There is no specific time requirement or “on-call” system. Volunteers respond to as many calls and training drills as they are able. Policies vary by station, but generally members are expected to respond to at least 20% of their station’s calls each year. Volunteers are occasionally asked to help man the station during special events or severe weather to ensure a speedy and adequate response. Volunteers also participate in many community functions such as holiday parades and fire safety events.
Each station holds one regular weeknight training session. New firefighters are also encouraged to attend classes at the Montgomery County Fire Academy and achieve national Firefighter I certification as soon as possible. The training program is offered in several flexible iterations, including night- and weekend- only classes.
Do you really do this for free?! Are there any other benefits?
Volunteers do not receive any monetary compensation, but all equipment, training, and education is paid for. Active members are covered under worker’s compensation and life insurance policies. In addition, members receive LMFD clothing and gear, a Township parking permit, and attend various social events hosted by the fire company.
More importantly, however, are the intangible benefits. The 125 year old tradition of volunteerism in Lower Merion is a testament to how rewarding an experience firefighting can be. Members take pride in serving their community, learning life-saving skills, and dedication to the traditions of the American fire service. The camaraderie of the fire service is a tight-knit bond rarely experienced elsewhere.

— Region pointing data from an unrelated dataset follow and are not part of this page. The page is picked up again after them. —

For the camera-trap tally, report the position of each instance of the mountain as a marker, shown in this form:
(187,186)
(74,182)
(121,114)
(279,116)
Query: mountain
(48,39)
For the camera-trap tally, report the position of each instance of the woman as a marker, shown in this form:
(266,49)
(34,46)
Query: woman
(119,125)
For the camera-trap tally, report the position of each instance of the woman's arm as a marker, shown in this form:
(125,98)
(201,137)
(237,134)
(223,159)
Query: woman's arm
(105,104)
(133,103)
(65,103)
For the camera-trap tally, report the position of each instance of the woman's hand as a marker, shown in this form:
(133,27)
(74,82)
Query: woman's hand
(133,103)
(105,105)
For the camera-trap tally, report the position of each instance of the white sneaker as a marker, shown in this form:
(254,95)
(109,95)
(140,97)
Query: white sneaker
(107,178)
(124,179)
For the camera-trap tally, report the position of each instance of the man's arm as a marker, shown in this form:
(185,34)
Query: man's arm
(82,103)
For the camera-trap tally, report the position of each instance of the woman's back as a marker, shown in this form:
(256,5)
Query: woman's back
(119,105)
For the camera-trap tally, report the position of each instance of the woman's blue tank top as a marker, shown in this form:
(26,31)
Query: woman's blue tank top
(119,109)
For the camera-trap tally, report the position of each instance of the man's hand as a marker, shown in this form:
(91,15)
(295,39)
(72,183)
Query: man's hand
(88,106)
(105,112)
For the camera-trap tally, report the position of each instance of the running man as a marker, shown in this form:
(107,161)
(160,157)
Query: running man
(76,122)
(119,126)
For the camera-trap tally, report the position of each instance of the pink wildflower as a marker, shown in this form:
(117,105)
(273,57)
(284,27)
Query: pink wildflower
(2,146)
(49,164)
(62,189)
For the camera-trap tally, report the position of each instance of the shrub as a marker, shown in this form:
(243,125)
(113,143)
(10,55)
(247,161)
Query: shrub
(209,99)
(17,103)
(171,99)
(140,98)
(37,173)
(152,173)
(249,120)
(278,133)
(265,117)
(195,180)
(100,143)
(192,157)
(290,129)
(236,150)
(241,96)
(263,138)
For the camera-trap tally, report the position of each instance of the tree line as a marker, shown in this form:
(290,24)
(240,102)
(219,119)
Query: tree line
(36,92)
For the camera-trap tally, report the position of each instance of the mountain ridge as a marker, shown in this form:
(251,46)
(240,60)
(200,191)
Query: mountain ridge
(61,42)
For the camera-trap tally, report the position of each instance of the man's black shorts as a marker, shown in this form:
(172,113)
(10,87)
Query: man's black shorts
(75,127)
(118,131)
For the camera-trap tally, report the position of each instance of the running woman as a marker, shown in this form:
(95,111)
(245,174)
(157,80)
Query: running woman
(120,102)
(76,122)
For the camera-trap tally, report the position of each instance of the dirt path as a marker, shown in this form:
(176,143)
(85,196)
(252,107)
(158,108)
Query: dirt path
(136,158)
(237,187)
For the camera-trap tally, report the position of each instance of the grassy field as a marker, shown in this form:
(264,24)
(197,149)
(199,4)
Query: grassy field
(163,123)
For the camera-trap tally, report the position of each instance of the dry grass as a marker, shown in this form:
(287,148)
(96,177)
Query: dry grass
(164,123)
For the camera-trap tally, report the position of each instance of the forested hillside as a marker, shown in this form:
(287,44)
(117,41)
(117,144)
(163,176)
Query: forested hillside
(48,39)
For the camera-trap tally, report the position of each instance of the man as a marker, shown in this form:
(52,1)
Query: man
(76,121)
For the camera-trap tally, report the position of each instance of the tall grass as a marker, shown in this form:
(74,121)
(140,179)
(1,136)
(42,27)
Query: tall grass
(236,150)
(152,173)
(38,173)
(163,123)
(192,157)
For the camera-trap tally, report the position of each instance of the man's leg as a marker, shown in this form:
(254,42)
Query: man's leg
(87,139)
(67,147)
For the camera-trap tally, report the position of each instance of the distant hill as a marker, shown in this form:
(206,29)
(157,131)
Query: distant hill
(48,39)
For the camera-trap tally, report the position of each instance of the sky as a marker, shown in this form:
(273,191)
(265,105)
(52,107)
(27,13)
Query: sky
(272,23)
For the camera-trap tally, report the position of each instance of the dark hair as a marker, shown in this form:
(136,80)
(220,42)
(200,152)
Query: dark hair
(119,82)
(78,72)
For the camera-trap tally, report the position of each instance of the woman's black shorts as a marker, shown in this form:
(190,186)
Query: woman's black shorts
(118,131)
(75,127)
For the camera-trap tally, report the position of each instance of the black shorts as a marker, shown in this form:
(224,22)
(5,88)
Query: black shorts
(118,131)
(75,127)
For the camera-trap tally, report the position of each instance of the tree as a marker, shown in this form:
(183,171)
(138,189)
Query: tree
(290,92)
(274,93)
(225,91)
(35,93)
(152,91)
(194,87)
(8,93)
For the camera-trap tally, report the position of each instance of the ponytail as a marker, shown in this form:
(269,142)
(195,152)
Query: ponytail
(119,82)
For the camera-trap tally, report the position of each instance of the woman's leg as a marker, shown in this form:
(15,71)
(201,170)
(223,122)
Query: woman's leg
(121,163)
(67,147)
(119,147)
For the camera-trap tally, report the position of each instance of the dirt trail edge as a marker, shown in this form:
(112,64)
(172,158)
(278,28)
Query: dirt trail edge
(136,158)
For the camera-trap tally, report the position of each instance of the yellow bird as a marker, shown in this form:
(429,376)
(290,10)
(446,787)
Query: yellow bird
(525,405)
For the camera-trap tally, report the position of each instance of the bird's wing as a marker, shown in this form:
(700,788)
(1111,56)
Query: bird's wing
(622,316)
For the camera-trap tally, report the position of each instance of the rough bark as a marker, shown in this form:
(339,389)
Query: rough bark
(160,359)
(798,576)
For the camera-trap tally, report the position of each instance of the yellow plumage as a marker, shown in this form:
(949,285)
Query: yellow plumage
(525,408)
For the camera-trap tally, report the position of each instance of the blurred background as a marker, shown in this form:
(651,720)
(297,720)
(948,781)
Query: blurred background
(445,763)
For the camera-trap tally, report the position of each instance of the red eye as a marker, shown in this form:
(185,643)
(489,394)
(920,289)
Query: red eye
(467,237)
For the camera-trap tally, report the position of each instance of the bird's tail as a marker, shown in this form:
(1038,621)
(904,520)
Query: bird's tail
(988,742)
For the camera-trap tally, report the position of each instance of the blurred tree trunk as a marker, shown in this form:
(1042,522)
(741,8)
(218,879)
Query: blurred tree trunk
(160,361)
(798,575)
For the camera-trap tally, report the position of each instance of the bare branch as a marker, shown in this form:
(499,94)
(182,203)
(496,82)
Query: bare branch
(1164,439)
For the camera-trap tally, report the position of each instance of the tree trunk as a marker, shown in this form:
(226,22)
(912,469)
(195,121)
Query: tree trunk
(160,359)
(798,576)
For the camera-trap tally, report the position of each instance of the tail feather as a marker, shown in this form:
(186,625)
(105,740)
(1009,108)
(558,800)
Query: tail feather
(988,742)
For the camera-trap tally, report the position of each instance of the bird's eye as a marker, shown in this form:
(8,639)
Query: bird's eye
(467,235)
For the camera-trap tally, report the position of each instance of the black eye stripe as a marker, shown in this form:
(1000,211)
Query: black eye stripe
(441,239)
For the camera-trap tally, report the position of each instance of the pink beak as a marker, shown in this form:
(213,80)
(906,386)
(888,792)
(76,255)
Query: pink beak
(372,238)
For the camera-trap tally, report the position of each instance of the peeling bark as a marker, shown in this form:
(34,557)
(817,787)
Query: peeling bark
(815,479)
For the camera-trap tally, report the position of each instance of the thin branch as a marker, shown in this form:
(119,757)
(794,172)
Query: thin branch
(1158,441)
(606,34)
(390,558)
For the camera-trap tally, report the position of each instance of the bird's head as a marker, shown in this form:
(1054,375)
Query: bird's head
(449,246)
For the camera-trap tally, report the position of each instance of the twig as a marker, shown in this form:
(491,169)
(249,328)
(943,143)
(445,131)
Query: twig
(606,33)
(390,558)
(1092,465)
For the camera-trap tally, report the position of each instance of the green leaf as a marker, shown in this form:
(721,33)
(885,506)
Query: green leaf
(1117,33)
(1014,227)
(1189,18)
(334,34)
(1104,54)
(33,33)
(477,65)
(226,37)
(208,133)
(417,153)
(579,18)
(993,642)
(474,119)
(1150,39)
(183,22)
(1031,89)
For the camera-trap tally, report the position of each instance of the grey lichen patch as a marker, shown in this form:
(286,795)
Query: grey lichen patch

I’m already an EMT or Paramedic, or looking to become one. Should I join a fire company? Who provides ambulance services?
Yes! Even though the fire companies do not operate EMS units, we strongly encourage those with EMT or Paramedic certifications to become firefighters. Many of our current firefighters also carry EMS certifications, and these skills have proven useful on numerous fire calls. Generally speaking the fire companies do not respond to medical calls, but we are occasionally requested to assist EMS in manpower-intensive situations.
Medical services in Lower Merion Township are provided by Narberth Ambulance, another mostly-volunteer organization. Many members of Narberth Ambulance are also Lower Merion firefighters, and we enjoy a close and cooperative relationship with that organization. We encourage anyone looking to volunteer as an EMT or Paramedic to visit their website and get in contact.
Where do I sign up? What is the process to join?
Please submit your information here. A member of the Recruitment Committee will get back to you shortly. Each fire company has its own bylaws and procedures for new members, but generally speaking the process consists of an interview, background check, and thorough physical examination.
This often takes a few months to complete – don’t get discouraged! We can’t wait to have you on board, but the process is intentionally thorough. Even the newest members immediately become a representative of their Fire Company, the Township, and the fire service as a whole. We need to make sure everyone is physically capable, of good character, and worthy of the title, “firefighter.”
I’m not able to be a firefighter, but I’d still like to help. What can I do?
There are a number of other ways you can participate. Fire companies also need non-active members to help with fundraising, administrative, and support functions.
Just as the fire companies rely on volunteer staffing, they also rely on voluntary contributions to operate .While the Township assists fire companies with some personnel expenses, the fire companies rely mostly on donations from the community. Please consider making a donation to your local fire company.
We could not function without the support of our families and communities. If a member of your family is interested in becoming a firefighter, do your best do support them!